Album Title: Wind Band Masterworks Volume III
Title: BLUE LAKE OVERTURE
Composer: John Barnes Chance
Performer: The Texas A & M University Symphonic Band
Conductor: Timothy Rhea
Publisher: Boosey & Hawkes
Here is an exciting, festival type overture. It is varied in tone color but unified in theme.
Written in 1971 and dedicated to the Blue Lake Fine Arts Camp of Twin Lake, Michigan, this exciting overture displays the composer’s command of time, meter, and instrumentation. Beginning with a trademark opening tempo marking of slancio (with impetuosity), the initial motive is heard in the horns. The pulsing 3+3+2 pattern transitions into a soft waltz and a restatement of the initial theme. The energy of the opening returns to carry the work to its finale.
Rhythmic themes are developed leading to a four-part conversation tossed between all sections of the band, beginning in the woodwinds. One needs strong players, particularly in the low brass and horns, to effectively perform this demanding piece. There is lots of imitation throughout, and the emergence of very dissonant chords leads effectively to a grand pause (GP).
Immediately the musical scenario shifts to a waltz, which is reminiscent of French Circus music. A flute solo takes us to a forceful theme stated by unison horns. As in the “Rocky Point Overture”, the percussion is used to link phrases together and to punctuate the rhythms played forcefully by the ensemble.

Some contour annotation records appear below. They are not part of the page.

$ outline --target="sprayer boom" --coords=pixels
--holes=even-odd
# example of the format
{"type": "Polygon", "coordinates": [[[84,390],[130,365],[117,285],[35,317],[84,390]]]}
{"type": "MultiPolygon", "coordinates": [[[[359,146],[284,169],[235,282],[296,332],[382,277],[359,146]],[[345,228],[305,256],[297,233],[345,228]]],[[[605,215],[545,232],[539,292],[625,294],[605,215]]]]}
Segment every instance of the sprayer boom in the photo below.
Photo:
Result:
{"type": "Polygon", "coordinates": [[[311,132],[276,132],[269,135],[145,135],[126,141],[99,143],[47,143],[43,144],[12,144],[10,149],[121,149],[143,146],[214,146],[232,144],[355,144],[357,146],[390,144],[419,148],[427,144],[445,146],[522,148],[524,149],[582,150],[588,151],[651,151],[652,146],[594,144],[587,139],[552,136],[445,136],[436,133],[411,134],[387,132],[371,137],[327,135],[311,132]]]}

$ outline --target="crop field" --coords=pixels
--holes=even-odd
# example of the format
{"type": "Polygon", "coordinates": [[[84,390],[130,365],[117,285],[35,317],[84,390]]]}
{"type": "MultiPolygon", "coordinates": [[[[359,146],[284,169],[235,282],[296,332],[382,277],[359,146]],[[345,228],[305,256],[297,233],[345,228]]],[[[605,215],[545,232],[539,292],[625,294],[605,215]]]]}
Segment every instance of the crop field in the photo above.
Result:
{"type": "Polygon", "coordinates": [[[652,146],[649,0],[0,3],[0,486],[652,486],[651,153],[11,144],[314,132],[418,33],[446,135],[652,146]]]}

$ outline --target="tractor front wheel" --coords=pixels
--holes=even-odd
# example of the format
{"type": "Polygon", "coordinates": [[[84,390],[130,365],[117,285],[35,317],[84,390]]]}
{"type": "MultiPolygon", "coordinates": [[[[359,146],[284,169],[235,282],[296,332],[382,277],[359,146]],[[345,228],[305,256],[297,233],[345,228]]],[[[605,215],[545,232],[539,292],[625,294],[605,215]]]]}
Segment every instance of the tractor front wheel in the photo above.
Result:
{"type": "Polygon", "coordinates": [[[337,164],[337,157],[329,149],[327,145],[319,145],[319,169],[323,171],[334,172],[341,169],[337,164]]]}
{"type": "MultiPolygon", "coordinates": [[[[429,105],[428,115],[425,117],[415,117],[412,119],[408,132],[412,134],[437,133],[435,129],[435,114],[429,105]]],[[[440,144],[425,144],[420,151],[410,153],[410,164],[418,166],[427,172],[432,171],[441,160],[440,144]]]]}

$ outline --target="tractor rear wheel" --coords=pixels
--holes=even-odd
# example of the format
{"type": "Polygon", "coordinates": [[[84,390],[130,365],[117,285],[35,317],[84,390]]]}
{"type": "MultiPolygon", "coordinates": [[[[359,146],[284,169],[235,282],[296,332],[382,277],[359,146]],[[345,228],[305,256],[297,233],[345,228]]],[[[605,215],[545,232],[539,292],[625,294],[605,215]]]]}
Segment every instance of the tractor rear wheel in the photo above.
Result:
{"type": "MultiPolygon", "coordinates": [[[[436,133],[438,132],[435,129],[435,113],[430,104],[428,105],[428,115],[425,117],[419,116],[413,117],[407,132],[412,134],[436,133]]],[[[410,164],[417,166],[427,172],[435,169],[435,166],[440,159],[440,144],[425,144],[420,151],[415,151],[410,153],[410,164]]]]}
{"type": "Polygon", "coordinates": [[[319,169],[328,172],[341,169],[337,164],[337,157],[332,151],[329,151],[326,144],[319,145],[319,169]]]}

A moving pedal point (ostinato) in the high woodwinds encases dissonant chords, building to a colorful ending. The polyrhythmic effect leading to a powerful ending is very effective.
This piece derives its energy from the rhythms and not from the brass volume. The 3+3+2 grouping of eighth notes is unusual, but works well once the instrumentalists understand the phrasing concept. This is a great teaching tool for musical phrasing, and one will need players that are technically proficient (who have a developed agility and dexterity) in order to perform this piece well. The challenging use of dynamics and the appealing rhythmic motives combine to make this a showcase for the musically mature band.
Highly recommended for high school and college level.